Dr Sudesh Sivarasu is a biomedical inventor who believes in focusing research on real-life problems.
Dr Sudesh Sivarasu’s path to becoming a prolific inventor of biomedical devices has had its twists and turns.
As a child, he was mesmerised by the locomotives that thundered down the railways in his hometown near Chennai in India. He also loved to conduct experiments, especially if they included fire, which led to him almost burning down the family home more than once.
So, while it was not surprising that he elected to study engineering at an undergraduate level, his choice of business as a subject for his graduate studies was unexpected. Sivarasu was about to take up a place in a prestigious business studies programme abroad when he had a car accident that led to six months of rehabilitation and him having to give up his place in the programme.
“I didn’t know it at the time, but it was really a blessing in disguise. It led me to taking a course in biomedical engineering and specifically a class in rehabilitation engineering. The man that taught that class, Professor Lazar Mathew, became my PhD supervisor and is still my mentor today,” Sivarasu says.
Cue the second plot twist: despite having a promising academic career in India, Sivarasu then elected to come to UCT.
“Everyone thought I was mad,” he says, “My fiancée even asked me where Cape Town was, but now we have been here for years and my fiancée, who is now my wife, loves it as much as I do.”
Frugal Biodesign Process
Soon after he arrived, Sivarasu noticed two specific characteristics of biomedical technology in South Africa. The first was that almost all biomedical devices were imported, even medical consumables such as IV lines. The other was the fact that there existed a more collaborative culture among local physicians.
“In India, doctors expect to be treated as gods. Here they are willing to work with partners to solve problems,” he explains.
At the time, Sivarasu was trying to figure out why his first invention, a type of knee prosthesis, had not made it to market. He realised that up to that point he had considered the patient to be the central client in the innovation process, but that in fact it should be the clinician. The patient remained the end user, but the clinician was the one who had to buy the device or at the very least sign off on its use. According to Sivarasu, this had a revolutionary effect on the user-friendliness and effectiveness of his devices.

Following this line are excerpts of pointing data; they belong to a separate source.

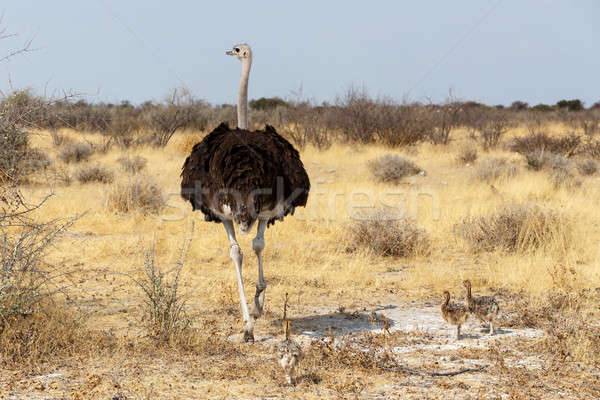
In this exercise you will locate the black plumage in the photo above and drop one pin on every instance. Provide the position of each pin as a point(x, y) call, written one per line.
point(246, 173)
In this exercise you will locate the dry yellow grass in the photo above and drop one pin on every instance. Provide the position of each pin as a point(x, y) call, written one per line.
point(307, 255)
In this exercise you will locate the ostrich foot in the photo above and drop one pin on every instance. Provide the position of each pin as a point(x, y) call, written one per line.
point(259, 301)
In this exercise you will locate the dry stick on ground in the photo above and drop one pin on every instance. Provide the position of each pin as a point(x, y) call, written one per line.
point(285, 307)
point(412, 371)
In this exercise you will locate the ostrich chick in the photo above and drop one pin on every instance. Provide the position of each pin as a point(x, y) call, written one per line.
point(485, 308)
point(454, 313)
point(289, 353)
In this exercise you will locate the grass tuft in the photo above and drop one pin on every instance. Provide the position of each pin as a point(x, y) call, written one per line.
point(516, 228)
point(386, 235)
point(139, 193)
point(392, 168)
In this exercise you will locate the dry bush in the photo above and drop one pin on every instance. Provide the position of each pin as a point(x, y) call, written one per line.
point(386, 235)
point(392, 168)
point(166, 319)
point(187, 143)
point(308, 125)
point(74, 152)
point(42, 337)
point(591, 149)
point(17, 158)
point(94, 173)
point(467, 154)
point(59, 139)
point(565, 177)
point(35, 325)
point(179, 112)
point(565, 145)
point(132, 165)
point(443, 119)
point(493, 128)
point(495, 168)
point(121, 129)
point(516, 228)
point(541, 159)
point(587, 167)
point(140, 193)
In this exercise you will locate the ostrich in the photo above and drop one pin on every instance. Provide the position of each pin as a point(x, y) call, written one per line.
point(484, 308)
point(454, 313)
point(243, 176)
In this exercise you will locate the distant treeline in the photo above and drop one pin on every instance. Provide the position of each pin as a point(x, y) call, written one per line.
point(353, 117)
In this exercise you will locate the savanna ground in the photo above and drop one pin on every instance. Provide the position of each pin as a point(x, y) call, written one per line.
point(96, 341)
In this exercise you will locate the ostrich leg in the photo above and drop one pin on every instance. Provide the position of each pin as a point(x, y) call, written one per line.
point(235, 252)
point(258, 244)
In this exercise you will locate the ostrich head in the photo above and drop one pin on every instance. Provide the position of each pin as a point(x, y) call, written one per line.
point(244, 54)
point(241, 51)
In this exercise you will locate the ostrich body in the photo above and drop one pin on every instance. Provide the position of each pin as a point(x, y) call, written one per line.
point(242, 176)
point(454, 313)
point(484, 308)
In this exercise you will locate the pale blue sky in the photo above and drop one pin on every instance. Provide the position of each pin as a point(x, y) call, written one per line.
point(484, 50)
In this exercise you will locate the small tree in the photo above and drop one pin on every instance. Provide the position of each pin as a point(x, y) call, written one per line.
point(570, 105)
point(177, 113)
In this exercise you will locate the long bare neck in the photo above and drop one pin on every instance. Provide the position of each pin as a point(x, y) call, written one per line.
point(243, 94)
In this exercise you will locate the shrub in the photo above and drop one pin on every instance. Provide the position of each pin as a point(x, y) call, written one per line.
point(138, 193)
point(591, 148)
point(564, 177)
point(94, 173)
point(564, 145)
point(539, 160)
point(492, 128)
point(443, 120)
point(467, 155)
point(59, 139)
point(587, 167)
point(165, 315)
point(495, 168)
point(179, 112)
point(543, 108)
point(132, 165)
point(386, 235)
point(13, 150)
point(27, 280)
point(75, 152)
point(570, 105)
point(515, 228)
point(519, 105)
point(267, 103)
point(392, 168)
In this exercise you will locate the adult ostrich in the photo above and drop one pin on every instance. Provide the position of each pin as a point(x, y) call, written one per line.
point(245, 176)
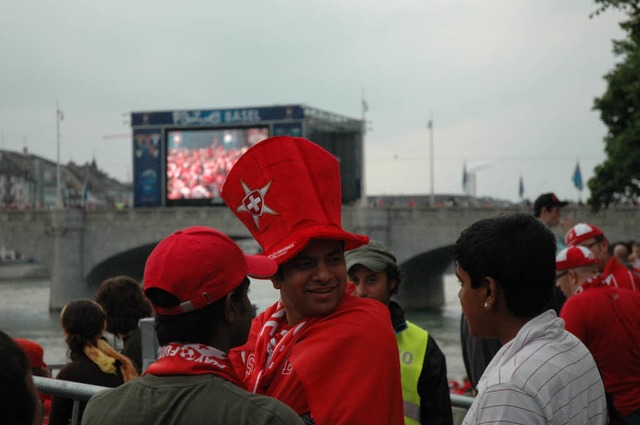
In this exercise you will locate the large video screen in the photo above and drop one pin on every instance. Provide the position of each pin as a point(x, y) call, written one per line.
point(198, 161)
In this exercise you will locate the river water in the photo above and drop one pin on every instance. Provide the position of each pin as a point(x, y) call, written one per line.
point(24, 313)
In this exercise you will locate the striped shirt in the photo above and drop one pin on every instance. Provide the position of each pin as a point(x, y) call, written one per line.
point(545, 375)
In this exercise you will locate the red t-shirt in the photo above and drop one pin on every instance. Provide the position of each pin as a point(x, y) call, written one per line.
point(606, 319)
point(617, 275)
point(341, 368)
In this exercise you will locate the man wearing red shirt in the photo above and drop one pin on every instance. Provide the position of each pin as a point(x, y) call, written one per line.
point(605, 319)
point(330, 356)
point(613, 273)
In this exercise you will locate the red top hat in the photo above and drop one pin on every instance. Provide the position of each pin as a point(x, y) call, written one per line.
point(286, 191)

“As an engineer I want to make things,
especially things that work
and have real-world applications.”
Based on this concept, Sivarasu also designed what he affectionately calls his Frugal Biodesign Process. This model starts with consulting with the end user to define a hierarchy of needs that a device must answer to, followed by stages of conceptualisation, intellectual property (IP) roll out and commercialisation. As a senior lecturer it is a model that he has used with great success with his biomedical engineering students, and with his own projects.
In the five years since he arrived at UCT, Sivarasu has invented numerous devices with applications covering everything from stroke rehabilitation and asthma therapy to childhood medicine and knee-joint surgery. Sivarasu has received a number of national and international awards for these devices.
“UCT has great support services to researchers,” Sivarasu says, “but still a limited range of spin-off companies.”
Sivarasu believes that this is due to a lack of attention towards product-related research.
“As an academic, I am expected to publish high impact papers, but as an engineer I want to make things, especially things that work and have real-world applications. I think we must move towards translatable research. There is a lot of emphasis on publication-driven research and citations, but I believe that we can make a difference in the world we live in only if we start thinking outside the regular boundaries of academia and start focusing on real-life problems, which are real-time opportunities to serve people.”